Learn R Programming

fastml (version 0.7.7)

fastexplore: Lightweight exploratory helper

Description

`fastexplore()` is an optional, lightweight exploratory data analysis (EDA) helper. It returns summary tables and plot objects; it only writes to disk or renders a report when you explicitly request it via `save_results` or `render_report`.

Usage

fastexplore(
  data,
  label = NULL,
  visualize = c("histogram", "boxplot", "barplot", "heatmap", "scatterplot"),
  save_results = FALSE,
  render_report = FALSE,
  output_dir = NULL,
  sample_size = NULL,
  interactive = FALSE,
  corr_threshold = 0.9,
  auto_convert_numeric = TRUE,
  visualize_missing = TRUE,
  imputation_suggestions = FALSE,
  report_duplicate_details = TRUE,
  detect_near_duplicates = FALSE,
  auto_convert_dates = FALSE,
  feature_engineering = FALSE,
  outlier_method = c("iqr", "zscore", "dbscan", "lof"),
  run_distribution_checks = TRUE,
  normality_tests = c("shapiro"),
  pairwise_matrix = TRUE,
  max_scatter_cols = 5,
  grouped_plots = TRUE,
  use_upset_missing = TRUE
)

Value

A list of summaries (tables/tibbles) and plot objects (ggplot/plotly), plus any saved file paths when `save_results`/`render_report` are enabled.

Arguments

data

A `data.frame` to explore.

label

Optional column name of the target/label.
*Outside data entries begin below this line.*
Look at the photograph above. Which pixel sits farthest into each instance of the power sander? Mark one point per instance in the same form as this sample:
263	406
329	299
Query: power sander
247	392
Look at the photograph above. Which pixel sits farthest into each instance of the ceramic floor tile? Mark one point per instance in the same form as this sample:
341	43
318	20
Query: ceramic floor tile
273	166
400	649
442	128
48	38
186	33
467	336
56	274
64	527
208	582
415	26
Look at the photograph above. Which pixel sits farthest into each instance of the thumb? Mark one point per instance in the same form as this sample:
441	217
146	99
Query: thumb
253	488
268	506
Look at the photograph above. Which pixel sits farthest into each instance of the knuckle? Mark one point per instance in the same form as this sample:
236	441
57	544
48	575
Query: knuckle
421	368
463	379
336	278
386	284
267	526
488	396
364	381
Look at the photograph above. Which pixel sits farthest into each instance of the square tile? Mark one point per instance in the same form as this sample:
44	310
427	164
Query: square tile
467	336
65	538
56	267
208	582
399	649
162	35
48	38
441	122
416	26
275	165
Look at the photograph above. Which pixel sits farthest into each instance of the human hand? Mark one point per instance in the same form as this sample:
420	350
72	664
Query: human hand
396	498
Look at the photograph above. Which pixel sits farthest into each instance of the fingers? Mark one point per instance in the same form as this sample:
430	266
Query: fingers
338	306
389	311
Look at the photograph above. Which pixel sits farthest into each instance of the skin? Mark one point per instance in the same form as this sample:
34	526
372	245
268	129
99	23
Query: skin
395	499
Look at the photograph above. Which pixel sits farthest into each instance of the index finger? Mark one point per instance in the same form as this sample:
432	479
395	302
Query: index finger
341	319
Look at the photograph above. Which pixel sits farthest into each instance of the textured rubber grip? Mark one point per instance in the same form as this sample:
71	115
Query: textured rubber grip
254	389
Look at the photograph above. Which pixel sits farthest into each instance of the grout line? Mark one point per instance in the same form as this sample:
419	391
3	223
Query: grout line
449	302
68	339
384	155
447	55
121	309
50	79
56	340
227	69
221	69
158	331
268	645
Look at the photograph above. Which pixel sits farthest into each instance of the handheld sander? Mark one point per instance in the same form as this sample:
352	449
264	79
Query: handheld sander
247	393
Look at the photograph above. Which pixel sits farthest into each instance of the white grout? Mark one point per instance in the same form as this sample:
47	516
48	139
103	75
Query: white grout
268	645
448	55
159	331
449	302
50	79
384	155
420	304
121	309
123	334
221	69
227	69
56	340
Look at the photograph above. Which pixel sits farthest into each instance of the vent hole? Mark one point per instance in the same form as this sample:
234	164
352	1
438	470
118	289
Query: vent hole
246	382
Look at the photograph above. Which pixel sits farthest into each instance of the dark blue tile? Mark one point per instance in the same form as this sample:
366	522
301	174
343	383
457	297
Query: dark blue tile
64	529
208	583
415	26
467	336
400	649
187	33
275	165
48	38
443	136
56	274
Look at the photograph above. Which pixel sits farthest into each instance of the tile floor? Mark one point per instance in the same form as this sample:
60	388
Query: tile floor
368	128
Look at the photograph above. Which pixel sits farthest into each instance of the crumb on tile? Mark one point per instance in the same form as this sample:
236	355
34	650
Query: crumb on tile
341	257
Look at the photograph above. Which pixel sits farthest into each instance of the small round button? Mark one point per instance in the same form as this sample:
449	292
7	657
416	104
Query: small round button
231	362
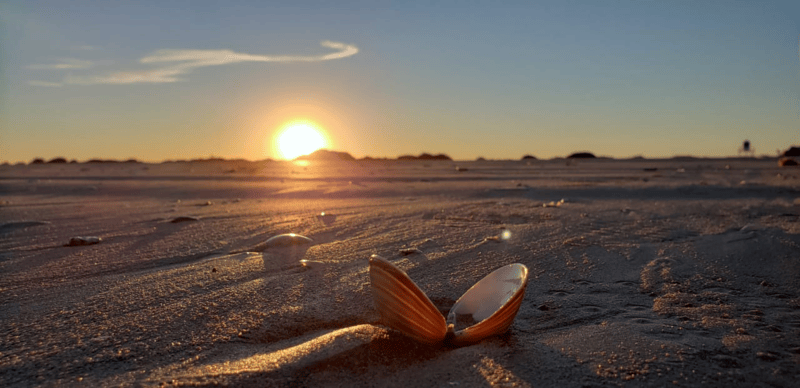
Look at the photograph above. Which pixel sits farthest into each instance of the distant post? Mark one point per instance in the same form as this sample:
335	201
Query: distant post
747	149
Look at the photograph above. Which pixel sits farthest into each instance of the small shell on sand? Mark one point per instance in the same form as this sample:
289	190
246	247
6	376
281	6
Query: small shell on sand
87	240
288	239
410	251
326	218
554	203
488	308
183	219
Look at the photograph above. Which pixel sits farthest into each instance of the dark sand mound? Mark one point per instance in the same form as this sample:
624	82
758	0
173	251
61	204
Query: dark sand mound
582	155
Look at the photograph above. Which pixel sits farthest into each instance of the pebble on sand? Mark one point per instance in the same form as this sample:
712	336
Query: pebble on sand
183	219
80	240
9	226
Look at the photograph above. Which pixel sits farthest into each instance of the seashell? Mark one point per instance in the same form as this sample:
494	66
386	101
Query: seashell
79	241
180	219
285	240
327	218
486	309
490	306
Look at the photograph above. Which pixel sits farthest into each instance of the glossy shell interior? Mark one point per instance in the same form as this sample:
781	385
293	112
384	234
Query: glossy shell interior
486	309
490	306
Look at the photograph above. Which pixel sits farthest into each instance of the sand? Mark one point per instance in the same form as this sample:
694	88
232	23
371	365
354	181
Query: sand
649	273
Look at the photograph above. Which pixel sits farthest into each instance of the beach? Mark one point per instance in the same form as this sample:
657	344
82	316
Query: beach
642	272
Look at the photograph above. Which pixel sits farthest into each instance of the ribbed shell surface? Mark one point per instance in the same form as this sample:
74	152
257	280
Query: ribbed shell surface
402	305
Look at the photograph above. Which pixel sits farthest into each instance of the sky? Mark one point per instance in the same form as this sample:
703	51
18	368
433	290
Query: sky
166	80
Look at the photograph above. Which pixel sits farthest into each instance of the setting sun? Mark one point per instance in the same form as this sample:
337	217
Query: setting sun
299	138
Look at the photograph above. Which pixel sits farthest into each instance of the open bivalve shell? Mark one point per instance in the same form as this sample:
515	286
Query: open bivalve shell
486	309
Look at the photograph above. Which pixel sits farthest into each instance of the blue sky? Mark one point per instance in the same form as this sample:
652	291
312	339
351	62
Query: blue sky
158	80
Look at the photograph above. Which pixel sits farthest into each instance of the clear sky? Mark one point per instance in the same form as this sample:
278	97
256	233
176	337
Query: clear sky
157	80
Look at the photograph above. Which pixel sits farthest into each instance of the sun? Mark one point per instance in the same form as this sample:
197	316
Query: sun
299	138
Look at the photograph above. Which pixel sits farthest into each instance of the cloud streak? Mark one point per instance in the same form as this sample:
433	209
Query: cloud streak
45	84
65	64
175	63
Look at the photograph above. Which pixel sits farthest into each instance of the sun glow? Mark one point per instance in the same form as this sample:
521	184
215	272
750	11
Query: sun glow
299	138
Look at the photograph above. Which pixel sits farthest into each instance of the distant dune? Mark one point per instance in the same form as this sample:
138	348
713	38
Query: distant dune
326	155
425	156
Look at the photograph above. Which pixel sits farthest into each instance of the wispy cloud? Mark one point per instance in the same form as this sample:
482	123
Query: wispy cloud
45	84
64	63
181	62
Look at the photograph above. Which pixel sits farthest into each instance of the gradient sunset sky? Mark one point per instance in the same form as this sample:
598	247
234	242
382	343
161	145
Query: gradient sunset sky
157	80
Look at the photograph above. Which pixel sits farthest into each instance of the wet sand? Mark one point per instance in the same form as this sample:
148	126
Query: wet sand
649	273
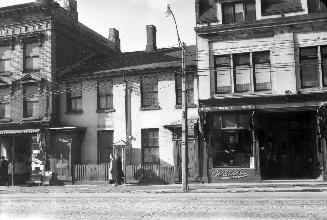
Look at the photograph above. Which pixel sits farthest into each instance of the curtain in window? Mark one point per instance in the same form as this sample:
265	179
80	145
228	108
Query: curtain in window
242	72
223	74
309	67
32	56
262	72
5	56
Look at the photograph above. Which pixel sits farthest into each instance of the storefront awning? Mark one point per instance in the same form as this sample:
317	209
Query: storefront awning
17	132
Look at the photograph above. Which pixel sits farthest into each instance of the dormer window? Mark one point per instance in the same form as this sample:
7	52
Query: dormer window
236	12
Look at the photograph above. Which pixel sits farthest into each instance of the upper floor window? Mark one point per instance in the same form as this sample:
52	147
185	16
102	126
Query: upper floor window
189	88
74	97
4	102
315	6
32	57
105	95
31	101
245	74
5	57
150	145
149	92
238	11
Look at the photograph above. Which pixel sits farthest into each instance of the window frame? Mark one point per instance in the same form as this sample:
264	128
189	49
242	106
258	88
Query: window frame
76	98
245	5
34	100
5	102
145	91
145	146
5	60
106	95
25	57
189	88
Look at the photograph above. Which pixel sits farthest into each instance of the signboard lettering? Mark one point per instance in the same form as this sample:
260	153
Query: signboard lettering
228	174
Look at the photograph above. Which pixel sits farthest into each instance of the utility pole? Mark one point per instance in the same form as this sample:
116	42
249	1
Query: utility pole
182	45
184	123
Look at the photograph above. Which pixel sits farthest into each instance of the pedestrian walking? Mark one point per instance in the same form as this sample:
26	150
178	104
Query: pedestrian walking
4	177
120	173
113	170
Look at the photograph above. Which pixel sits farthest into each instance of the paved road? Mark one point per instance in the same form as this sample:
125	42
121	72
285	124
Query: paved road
294	205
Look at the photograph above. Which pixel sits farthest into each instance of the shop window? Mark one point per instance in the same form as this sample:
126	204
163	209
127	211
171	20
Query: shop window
31	101
4	102
105	145
105	95
5	58
74	97
150	146
149	92
238	12
324	64
262	71
32	57
242	72
223	74
189	89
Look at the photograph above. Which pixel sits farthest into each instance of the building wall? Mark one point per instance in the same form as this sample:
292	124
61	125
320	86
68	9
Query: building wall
115	121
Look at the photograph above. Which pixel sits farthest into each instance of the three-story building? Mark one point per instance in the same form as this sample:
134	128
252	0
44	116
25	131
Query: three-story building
263	77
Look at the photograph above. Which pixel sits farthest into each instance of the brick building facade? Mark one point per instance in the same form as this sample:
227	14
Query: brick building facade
263	79
39	41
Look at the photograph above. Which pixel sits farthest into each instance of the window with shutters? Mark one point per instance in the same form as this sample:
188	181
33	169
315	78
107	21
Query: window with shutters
149	92
313	66
189	88
262	71
74	97
31	101
238	73
242	72
150	145
105	145
32	57
236	12
5	58
105	95
4	102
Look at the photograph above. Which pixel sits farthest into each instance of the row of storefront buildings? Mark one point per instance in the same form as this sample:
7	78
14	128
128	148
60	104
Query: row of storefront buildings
256	87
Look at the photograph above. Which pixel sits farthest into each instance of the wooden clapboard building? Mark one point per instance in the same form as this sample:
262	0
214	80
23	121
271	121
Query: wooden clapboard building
263	76
37	41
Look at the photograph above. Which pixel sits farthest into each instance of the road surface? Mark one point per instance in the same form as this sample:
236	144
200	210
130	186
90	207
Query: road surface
250	205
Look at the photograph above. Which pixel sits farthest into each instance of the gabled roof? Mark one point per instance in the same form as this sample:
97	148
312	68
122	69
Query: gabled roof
274	7
133	62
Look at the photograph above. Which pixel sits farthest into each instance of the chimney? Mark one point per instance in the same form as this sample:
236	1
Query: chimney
151	32
114	37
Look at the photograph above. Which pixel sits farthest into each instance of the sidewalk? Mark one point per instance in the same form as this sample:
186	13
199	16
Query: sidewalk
303	186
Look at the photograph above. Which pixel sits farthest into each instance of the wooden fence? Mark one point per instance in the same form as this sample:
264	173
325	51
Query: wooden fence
134	173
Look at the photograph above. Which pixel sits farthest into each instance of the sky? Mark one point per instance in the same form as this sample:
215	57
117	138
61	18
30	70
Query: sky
130	17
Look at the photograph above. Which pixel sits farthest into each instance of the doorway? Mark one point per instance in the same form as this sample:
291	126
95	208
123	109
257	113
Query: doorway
287	142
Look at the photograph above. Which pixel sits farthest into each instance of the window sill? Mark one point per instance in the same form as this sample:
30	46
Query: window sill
75	112
5	120
31	119
192	105
105	110
150	108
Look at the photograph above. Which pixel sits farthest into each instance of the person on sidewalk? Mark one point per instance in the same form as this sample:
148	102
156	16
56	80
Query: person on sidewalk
120	173
4	177
113	171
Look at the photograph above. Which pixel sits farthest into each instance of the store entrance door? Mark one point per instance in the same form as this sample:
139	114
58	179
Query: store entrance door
287	142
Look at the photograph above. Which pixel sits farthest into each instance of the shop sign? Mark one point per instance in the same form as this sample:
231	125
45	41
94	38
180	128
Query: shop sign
228	174
228	108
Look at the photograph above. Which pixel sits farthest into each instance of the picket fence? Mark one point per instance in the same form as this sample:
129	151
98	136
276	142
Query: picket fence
97	173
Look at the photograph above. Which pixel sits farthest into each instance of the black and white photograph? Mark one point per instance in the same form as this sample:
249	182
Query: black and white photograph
163	109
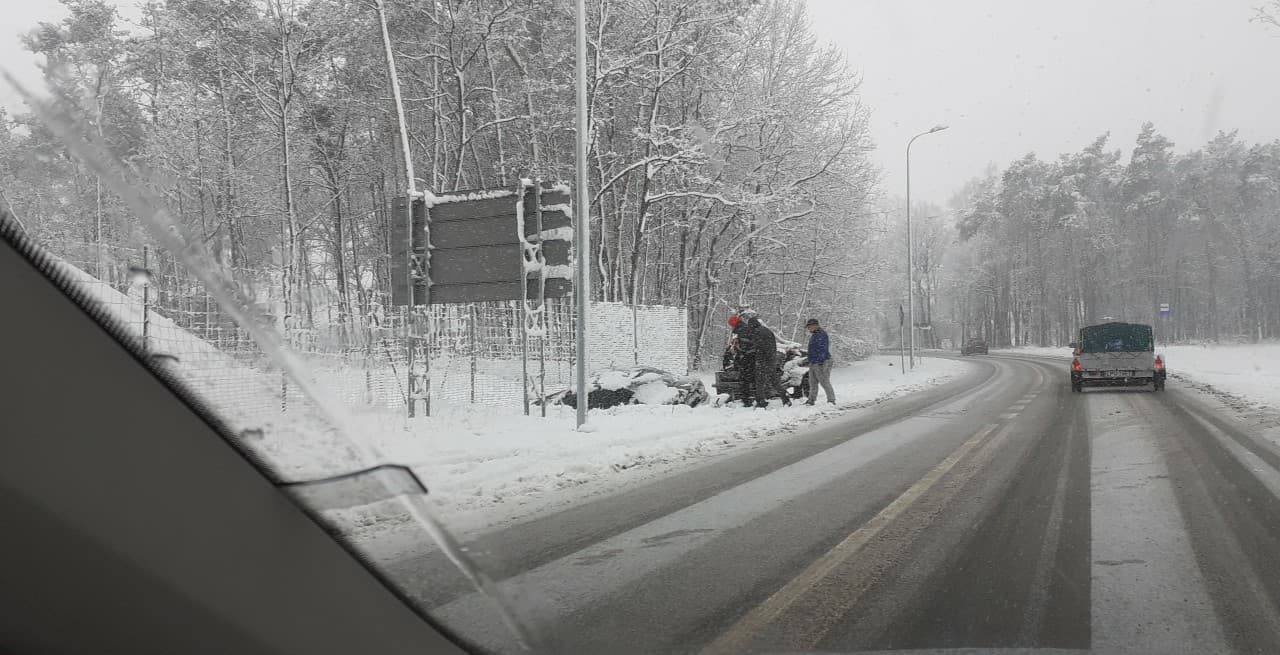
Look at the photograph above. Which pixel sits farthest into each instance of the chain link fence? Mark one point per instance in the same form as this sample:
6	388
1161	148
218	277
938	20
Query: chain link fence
361	351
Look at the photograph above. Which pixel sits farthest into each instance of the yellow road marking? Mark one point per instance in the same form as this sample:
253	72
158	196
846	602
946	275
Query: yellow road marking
737	637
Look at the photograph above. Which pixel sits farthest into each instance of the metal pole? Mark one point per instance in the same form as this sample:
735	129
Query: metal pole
901	339
581	216
910	264
146	299
475	348
542	299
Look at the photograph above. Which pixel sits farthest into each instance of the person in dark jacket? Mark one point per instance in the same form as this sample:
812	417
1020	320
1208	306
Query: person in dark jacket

If supplied and categorical, grouped plots and class balance summaries are produced.

visualize

Character vector indicating which plot families to build. Defaults to `c("histogram", "boxplot", "barplot", "heatmap", "scatterplot")`.

save_results

Logical; if `TRUE`, plots/results are saved under `output_dir` (defaults to the working directory). Default is `FALSE`.

render_report

Logical; if `TRUE`, a short HTML report is rendered via `rmarkdown` (if available). Default is `FALSE`.

output_dir

Directory to save results/report when `save_results` or `render_report` is `TRUE`.

sample_size

Optional integer; if supplied, visualizations are produced on a random sample of this size.

interactive

Logical; if `TRUE` and `plotly` is available, an interactive correlation heatmap is produced. Falls back to static ggplot output otherwise.

corr_threshold

Absolute correlation threshold for flagging high correlations.

auto_convert_numeric

Logical; convert factor/character columns that look numeric into numeric.

visualize_missing

Logical; if `TRUE`, include simple missingness visualizations.

imputation_suggestions

Logical; if `TRUE`, prints lightweight suggestions based on missingness patterns.

report_duplicate_details

Logical; if `TRUE`, returns a small sample of duplicated rows when present.

detect_near_duplicates

Placeholder for future fuzzy duplicate checks.

auto_convert_dates

Logical; convert YYYY-MM-DD strings to `Date`.

feature_engineering

Logical; if `TRUE`, derive day/month/year from date columns to aid inspection of temporal structure.

outlier_method

One of `"iqr"`, `"zscore"`, `"dbscan"`, `"lof"`.

run_distribution_checks

Logical; if `TRUE`, run normality tests on numeric columns.

normality_tests

Character vector of normality tests to run; currently supports `"shapiro"` and `"ks"`.

pairwise_matrix

Logical; if `TRUE` and `GGally` is available, returns a ggpairs scatterplot matrix for a subset of numeric columns.

max_scatter_cols

Maximum number of numeric columns to include in the pairwise matrix.

grouped_plots

Logical; if `TRUE` and `label` is a factor, group histograms/boxplots/density plots by label.

use_upset_missing

Logical; retained for compatibility. When `TRUE` and `UpSetR` is installed, an UpSet plot of missingness is returned; otherwise a simpler missingness heatmap is used.

Details

This helper is intentionally decoupled from the core modeling workflow. Most of its heavy dependencies are treated as optional and loaded via `requireNamespace()` when requested features are used.